Il sogno di Francesco

L'opzione del papa per i poveri, nelle parole e nei gesti, come per la lavanda dei piedi, giovedì prossimo, con i ragazzi dell'istituto penale di Casal del Marmo. La richiesta di preghiere
Papa Francesco

“Ah, come vorrei una Chiesa povera e per i poveri!”, ha esclamato Francesco parlando all’incontro con i giornalisti e operatori dei mezzi di comunicazione il 16 marzo. E’ il motivo principale per cui ha scelto il nome del santo di Assisi.

Le sue parole e  gesti nei giorni seguenti si sono svolti  coerentemente dentro questa logica: croce pettorale di ferro, anello d’argento, scarpe normali. Abbraccio inaspettato  al malato, scendendo dalla jeep durante il giro fra la folla  nella piazza San Pietro il giorno dell’inizio del ministero, raccoglitori di ferro e carta argentini come invitati speciali, annuncio che celebrerà la Messa "in Coena Domini" del giovedì santo nell'istituto penale per minori di Casal del Marmo.

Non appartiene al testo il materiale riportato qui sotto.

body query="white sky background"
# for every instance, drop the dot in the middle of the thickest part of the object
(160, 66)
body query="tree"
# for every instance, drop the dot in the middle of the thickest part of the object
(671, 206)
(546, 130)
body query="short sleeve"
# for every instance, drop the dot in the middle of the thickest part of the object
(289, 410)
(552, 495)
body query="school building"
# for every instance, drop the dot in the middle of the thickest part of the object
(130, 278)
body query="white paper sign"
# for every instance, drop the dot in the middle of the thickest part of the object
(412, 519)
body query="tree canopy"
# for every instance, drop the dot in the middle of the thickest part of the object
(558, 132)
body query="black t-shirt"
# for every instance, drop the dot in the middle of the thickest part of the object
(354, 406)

Ai gesti si intrecciano le parole: “Il vero potere è il servizio e anche il Papa deve […] aprire le braccia per custodire tutto il Popolo di Dio e accogliere con affetto e tenerezza l’intera umanità, specie i più poveri, i più deboli, i più piccoli”. Così nell’omelia della messa di inizio del suo ministero. E ai rappresentanti di diverse tradizioni religiose: “Noi possiamo fare molto per il bene di chi è più povero, di chi è debole e di chi soffre, per favorire la giustizia, per promuovere la riconciliazione, per costruire la pace”.

Una fissazione? E dove va a finire l’amore universale predicato e praticato da Gesù?

Una fissazione, sì, perché anche Gesù era un “fissato”. Ha amato tutti, ma ha avuto le sue preferenze, ben chiare. “Beati i poveri! Guai a voi, ricchi!”. “Per favore – dirà qualcuno – Gesù non era un socialista”. Molto di più, o molto semplicemente: ha amato chi non era amato. Quando è entrato nel mondo non è caduto direttamente al centro della società, dove sono i privilegiati (ricchi, potenti, uomini di successo), ma si è imbattuto con la periferia, con quelli che stanno ai margini, ributtati, esclusi: poveri, peccatori, condannati, anonimi. Quelli con i quali la società ha un debito di amore e lui l’ha pagato. Sulla croce, ma anche prima, lasciandosi toccare (alle volte addirittura schiacciare) da loro, mangiando con loro, annunciando che sono beati, che hanno un Padre.

Non ha escluso nessuno. Quelli del centro si sono autoesclusi, perché si sentivano minacciati dalle sue parole di fraternità, di uguaglianza, mentre volevano preservare i loro privilegi (sociali, politici, economici, religiosi). L’annuncio pieno di tenerezza (vi dice qualcosa questa parola?) di Gesù lo sentivano pericoloso.

Immagino che se Francesco continua a comportarsi e agire così, non troverà sempre dei consensi, sia fuori come anche dentro la Chiesa. Non sta dicendo né facendo niente di nuovo: si trova tutto nel vangelo. Ma Gesù non ha promesso rose e fiori ai suoi discepoli. Francesco lo sa: “Quando camminiamo senza la croce, quando edifichiamo senza la croce e quando confessiamo un Cristo senza croce non siamo discepoli del Signore: siamo mondani, siamo vescovi, preti, cardinali, papi, ma non discepoli del Signore” (messa nella Cappella Sistina). E il discepoli di Cristo crocifisso fa le sue stesse scelte, ha le sue stesse preferenze.

Anche per questo – credo – Francesco chiede continuamente che si preghi per lui.